The British Joint Committee on Vaccination and Immunisation (JCVI) announced that Britons aged 18-29 will be offered an alternative to the AstraZeneca vaccine amid concerns over its possible link with reported rare cases of blood clots.
Previously, the Medicines & Healthcare Products Regulatory Agency (MHRA) said the side-effects of the AstraZeneca vaccine were extremely rare, adding that the benefits of taking the vaccine are still very favorable for the vast majority. However, it conceded the new approach is more finely balanced for younger people because the risk from coronavirus is much lower.
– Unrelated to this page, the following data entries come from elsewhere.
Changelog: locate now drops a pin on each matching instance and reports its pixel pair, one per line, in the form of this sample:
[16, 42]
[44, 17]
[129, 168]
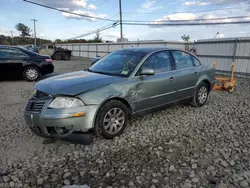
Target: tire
[31, 73]
[201, 95]
[113, 114]
[58, 56]
[66, 57]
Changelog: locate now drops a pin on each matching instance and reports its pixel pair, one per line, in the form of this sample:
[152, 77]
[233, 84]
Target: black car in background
[31, 48]
[16, 61]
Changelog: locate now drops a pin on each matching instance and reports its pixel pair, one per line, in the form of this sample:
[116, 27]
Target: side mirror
[147, 72]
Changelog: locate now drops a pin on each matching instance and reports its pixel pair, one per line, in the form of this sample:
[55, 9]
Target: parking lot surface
[181, 146]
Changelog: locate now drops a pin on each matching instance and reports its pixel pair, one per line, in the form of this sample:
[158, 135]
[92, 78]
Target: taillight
[48, 60]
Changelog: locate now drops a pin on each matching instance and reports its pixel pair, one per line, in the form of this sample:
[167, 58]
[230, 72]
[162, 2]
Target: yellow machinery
[228, 84]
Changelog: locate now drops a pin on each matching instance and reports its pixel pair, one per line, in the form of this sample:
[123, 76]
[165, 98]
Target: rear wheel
[201, 95]
[58, 56]
[67, 57]
[111, 119]
[31, 73]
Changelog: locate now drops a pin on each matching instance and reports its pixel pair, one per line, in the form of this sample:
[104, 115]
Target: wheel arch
[31, 65]
[124, 101]
[206, 80]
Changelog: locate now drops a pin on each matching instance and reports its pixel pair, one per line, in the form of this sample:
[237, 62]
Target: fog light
[79, 114]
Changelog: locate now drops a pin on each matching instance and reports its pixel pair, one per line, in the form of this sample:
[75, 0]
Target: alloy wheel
[114, 120]
[202, 95]
[32, 74]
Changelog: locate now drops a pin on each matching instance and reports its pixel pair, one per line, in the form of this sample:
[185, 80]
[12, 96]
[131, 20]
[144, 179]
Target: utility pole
[34, 20]
[12, 42]
[120, 5]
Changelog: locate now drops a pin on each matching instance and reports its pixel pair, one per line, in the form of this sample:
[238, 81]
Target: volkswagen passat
[118, 86]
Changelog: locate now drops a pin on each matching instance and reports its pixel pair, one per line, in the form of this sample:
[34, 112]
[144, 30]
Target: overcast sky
[53, 24]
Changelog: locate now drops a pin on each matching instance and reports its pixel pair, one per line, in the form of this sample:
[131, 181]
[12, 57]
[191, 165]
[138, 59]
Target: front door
[46, 50]
[186, 76]
[11, 62]
[155, 90]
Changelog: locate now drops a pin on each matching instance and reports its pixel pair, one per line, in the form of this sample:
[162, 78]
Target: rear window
[196, 62]
[11, 53]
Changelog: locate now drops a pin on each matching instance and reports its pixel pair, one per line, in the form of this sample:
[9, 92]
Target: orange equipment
[228, 84]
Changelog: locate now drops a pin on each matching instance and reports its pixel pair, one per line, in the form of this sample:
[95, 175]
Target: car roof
[144, 50]
[8, 46]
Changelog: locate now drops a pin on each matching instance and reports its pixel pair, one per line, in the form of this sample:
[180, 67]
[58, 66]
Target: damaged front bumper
[69, 124]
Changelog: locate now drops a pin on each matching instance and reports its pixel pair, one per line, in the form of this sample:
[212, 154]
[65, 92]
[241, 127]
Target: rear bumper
[212, 83]
[47, 68]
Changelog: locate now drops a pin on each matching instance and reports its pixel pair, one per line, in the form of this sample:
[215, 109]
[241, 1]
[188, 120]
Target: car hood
[74, 83]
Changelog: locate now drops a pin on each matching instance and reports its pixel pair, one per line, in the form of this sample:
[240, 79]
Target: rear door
[155, 90]
[11, 62]
[186, 74]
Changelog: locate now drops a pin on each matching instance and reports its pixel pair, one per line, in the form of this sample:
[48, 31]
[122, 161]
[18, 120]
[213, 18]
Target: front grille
[35, 105]
[40, 94]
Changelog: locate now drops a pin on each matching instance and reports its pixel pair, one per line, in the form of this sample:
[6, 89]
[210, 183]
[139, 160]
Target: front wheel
[58, 56]
[201, 95]
[31, 74]
[111, 119]
[67, 57]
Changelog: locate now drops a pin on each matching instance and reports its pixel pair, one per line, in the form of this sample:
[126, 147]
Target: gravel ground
[178, 147]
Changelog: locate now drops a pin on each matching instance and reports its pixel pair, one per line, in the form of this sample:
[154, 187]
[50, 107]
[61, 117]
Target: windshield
[120, 63]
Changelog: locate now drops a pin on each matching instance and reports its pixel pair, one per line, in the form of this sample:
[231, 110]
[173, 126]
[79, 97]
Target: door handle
[171, 79]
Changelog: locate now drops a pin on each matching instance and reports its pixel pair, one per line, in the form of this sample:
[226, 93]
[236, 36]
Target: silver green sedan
[124, 83]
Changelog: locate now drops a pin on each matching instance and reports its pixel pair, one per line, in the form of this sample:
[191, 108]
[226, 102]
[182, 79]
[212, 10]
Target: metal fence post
[96, 54]
[88, 50]
[235, 49]
[79, 50]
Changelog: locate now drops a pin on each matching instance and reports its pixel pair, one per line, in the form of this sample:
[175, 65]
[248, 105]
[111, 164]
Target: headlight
[65, 102]
[34, 93]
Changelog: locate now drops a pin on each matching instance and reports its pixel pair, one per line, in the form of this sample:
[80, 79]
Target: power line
[120, 8]
[199, 19]
[188, 24]
[60, 10]
[95, 31]
[102, 3]
[101, 22]
[191, 11]
[34, 20]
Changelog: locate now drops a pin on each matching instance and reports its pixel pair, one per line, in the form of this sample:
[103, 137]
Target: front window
[119, 63]
[182, 60]
[11, 53]
[159, 62]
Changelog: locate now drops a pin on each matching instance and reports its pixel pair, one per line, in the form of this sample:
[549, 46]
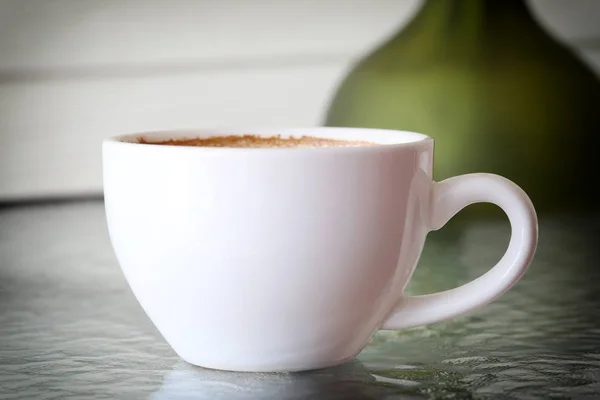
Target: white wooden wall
[75, 71]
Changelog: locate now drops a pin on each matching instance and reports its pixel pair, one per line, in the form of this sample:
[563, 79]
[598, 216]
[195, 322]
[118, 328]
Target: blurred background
[75, 71]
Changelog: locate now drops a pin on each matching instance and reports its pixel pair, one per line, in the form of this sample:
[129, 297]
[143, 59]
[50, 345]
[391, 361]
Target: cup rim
[383, 138]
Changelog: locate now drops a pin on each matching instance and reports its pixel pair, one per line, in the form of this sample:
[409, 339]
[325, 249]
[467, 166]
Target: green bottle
[496, 92]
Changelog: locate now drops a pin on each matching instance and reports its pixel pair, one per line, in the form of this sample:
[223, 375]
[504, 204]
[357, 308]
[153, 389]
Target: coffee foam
[255, 141]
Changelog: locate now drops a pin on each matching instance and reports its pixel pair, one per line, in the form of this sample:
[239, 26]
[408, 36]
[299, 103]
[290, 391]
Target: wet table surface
[70, 328]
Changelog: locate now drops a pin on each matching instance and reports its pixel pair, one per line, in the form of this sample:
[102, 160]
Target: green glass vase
[497, 93]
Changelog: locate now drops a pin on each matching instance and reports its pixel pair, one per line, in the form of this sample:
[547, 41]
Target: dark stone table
[71, 329]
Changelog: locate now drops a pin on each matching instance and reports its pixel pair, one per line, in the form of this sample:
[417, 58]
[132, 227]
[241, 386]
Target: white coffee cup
[289, 259]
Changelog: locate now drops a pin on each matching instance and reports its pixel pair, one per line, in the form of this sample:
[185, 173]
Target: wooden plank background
[75, 71]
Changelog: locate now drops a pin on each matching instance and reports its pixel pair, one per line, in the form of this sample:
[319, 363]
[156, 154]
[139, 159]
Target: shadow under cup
[284, 259]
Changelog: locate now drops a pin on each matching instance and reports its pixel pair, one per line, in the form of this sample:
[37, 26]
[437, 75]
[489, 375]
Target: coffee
[255, 141]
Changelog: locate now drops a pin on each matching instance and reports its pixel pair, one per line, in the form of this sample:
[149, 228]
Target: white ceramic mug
[289, 259]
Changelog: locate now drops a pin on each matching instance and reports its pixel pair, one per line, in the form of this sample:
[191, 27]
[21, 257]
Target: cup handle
[449, 197]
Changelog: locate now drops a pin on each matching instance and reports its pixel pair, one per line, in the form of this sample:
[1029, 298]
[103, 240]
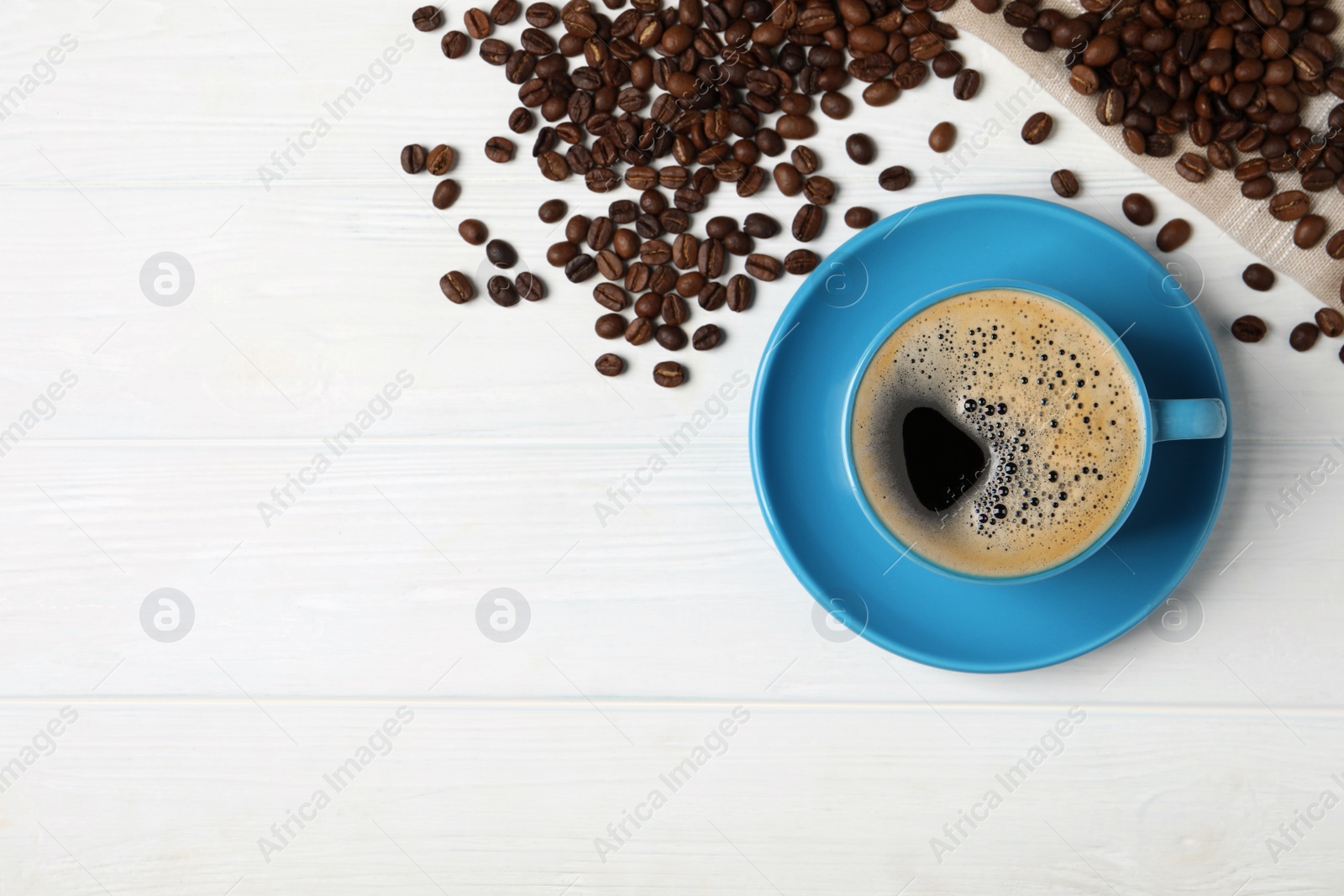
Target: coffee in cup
[999, 432]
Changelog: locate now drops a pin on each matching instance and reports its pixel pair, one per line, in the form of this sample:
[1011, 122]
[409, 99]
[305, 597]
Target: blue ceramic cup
[1164, 421]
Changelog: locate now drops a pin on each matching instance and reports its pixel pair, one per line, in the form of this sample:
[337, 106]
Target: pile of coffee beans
[1233, 76]
[672, 102]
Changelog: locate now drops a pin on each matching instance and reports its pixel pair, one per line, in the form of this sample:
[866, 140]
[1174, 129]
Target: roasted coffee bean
[967, 83]
[501, 291]
[445, 194]
[499, 149]
[457, 288]
[477, 23]
[530, 286]
[674, 308]
[788, 179]
[638, 331]
[454, 45]
[1289, 206]
[1331, 322]
[860, 148]
[859, 217]
[440, 160]
[413, 159]
[801, 261]
[428, 19]
[1304, 336]
[739, 291]
[763, 268]
[759, 226]
[894, 177]
[669, 374]
[501, 253]
[1065, 183]
[671, 338]
[609, 364]
[738, 244]
[942, 137]
[1247, 328]
[561, 254]
[1335, 248]
[806, 223]
[474, 231]
[1038, 128]
[609, 265]
[1310, 231]
[551, 210]
[611, 325]
[575, 228]
[600, 233]
[580, 268]
[1173, 234]
[712, 296]
[611, 297]
[706, 338]
[1258, 277]
[819, 190]
[1193, 167]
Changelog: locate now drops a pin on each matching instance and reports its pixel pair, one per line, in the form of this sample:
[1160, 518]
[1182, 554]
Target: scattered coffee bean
[427, 19]
[457, 288]
[671, 338]
[759, 226]
[445, 194]
[1249, 328]
[894, 177]
[967, 83]
[1304, 336]
[638, 331]
[441, 160]
[859, 217]
[1139, 210]
[501, 253]
[1310, 230]
[942, 137]
[669, 374]
[801, 261]
[1065, 183]
[706, 338]
[1335, 248]
[499, 149]
[551, 210]
[474, 231]
[739, 291]
[530, 286]
[1038, 128]
[413, 159]
[580, 268]
[806, 223]
[611, 325]
[763, 268]
[501, 291]
[1258, 277]
[1331, 322]
[611, 364]
[1173, 234]
[860, 148]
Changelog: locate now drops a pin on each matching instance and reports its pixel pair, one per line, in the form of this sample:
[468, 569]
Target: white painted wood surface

The MHRA Chief June Raine said that more than 20 million doses of the AstraZeneca vaccine have been given in Britain up to March 31. Only 79 cases of blood clots were reported in Britain, among them 51 women and 28 men aged 18 to 79 years old. All these 79 cases occurred after the first dose and 19 people sadly died.
She said the risk of this kind of side effect was about four in one million to those who receive the vaccine. While clinical trials allow scientists to assess relatively common effects, rare side effects can only be identified when vaccines are used at scale.
This is the COVID death rate over the last 7 days in European countries.
From very high death rates in Eastern Europe to very low death rates in the UK and the Nordic countries.
On Wednesday, the European Medicines Agency (EMA) confirmed that the occurrence of blood clots with low blood platelets is strongly associated with the administration of the AstraZeneca COVID-19 vaccine, but should be still listed as very rare side effects.
EMA's Pharmacovigilance Risk Assessment Committee made the conclusion after carrying out an in-depth review of the more than 80 cases reported in the European Union (EU) database.
Currently, Britain is also rolling out the Pfizer jab, and the first doses of the Moderna vaccine were administered in Wales on Wednesday. So far, over 31.6 million people in Britain have been given the first jab of a coronavirus vaccine.